SULMONA «Questa terra ancora non sa dare speranza». Ed è per colpa di questa terra senza speranza che Fabrizia è morta. «Perché questa giovane brillante e preparata ha dovuto lasciare la sua città per costruirsi lontano un divenire migliore». Un addio come metafora del poeta Eliot: Waste land Italia, terra desolata. Fabrizia Di Lorenzo, 31 anni, uccisa da un terrorista a Berlino perché il suo paese non le ha dato una chance. Picchia duro il vescovo di Sulmona Angelo Spina davanti al capo dello Stato Sergio Mattarella e al ministro degli Interni Marco Minniti. Lancia frecciate che sembrano dirette, più che altro, al ministro Poletti, che non c'era. Accusa davanti alla bara di Fabrizia che è dovuta diventare Fraulein F., come si definiva lei stessa sui social, una giovane tedesca, per affermarsi nella vita e nel lavoro. «Sorella Europa», l'ha definita un cugino, perché si sentiva senza patria.
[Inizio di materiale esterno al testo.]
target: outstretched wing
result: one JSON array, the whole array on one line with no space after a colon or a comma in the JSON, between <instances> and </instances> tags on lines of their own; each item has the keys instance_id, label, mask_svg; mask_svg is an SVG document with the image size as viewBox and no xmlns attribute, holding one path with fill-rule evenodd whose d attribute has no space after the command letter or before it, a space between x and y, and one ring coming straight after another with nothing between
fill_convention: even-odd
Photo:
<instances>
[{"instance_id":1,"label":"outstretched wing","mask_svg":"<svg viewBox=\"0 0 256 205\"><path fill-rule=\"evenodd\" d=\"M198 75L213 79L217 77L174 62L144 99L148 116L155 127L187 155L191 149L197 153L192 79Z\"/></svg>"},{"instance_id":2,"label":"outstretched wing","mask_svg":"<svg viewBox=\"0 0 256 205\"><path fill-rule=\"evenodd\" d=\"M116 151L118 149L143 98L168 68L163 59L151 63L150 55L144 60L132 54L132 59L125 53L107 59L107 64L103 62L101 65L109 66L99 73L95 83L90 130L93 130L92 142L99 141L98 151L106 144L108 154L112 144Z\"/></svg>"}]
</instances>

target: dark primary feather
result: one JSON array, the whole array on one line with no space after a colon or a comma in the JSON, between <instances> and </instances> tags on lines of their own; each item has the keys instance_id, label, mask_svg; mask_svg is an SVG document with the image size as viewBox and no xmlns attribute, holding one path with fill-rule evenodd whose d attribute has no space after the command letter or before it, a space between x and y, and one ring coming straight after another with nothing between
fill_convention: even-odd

Forse è per questo che i genitori, la madre Giovanna e il padre Gaetano, ieri lividi per la troppa sofferenza nella cattedrale di San Panfilo, non hanno detto parola in pubblico in questi giorni di dolore. Perché sapevano che il vescovo Spina, già vicinissimo a papa Ratzinger, religioso attento ai temi sociali e all'uso dei media, con cui la famiglia è sempre stata in contatto, avrebbe dato voce in chiesa al loro sentimento di disperazione. E alla riflessione che Fabrizia non è stata uccisa solo da un fanatico integralista, ma dai ritardi di un paese che non sa offrire occasioni ai suoi ragazzi.

LE REAZIONI Non a caso subito dopo la cerimonia, la questione è diventata politica. Il governatore dell'Abruzzo, Luciano D'Alfonso, democrat vicino a Palazzo Chigi, ha dichiarato: «In questa terribile e insopportabile vicenda di sangue, le istituzioni devono riflettere per fare in modo che ogni territorio sia luogo di cittadinanza a partire dai Comuni». «Ho visto - aggiunge - la famiglia, ho conosciuto il fratello che è un ragazzo al pari e straordinario come la sorella. Un ragazzo che sta studiando a Torino, ed è prossimo alla laurea. Spero che lui possa trovare il suo progetto di vita qui senza doversi allontanare».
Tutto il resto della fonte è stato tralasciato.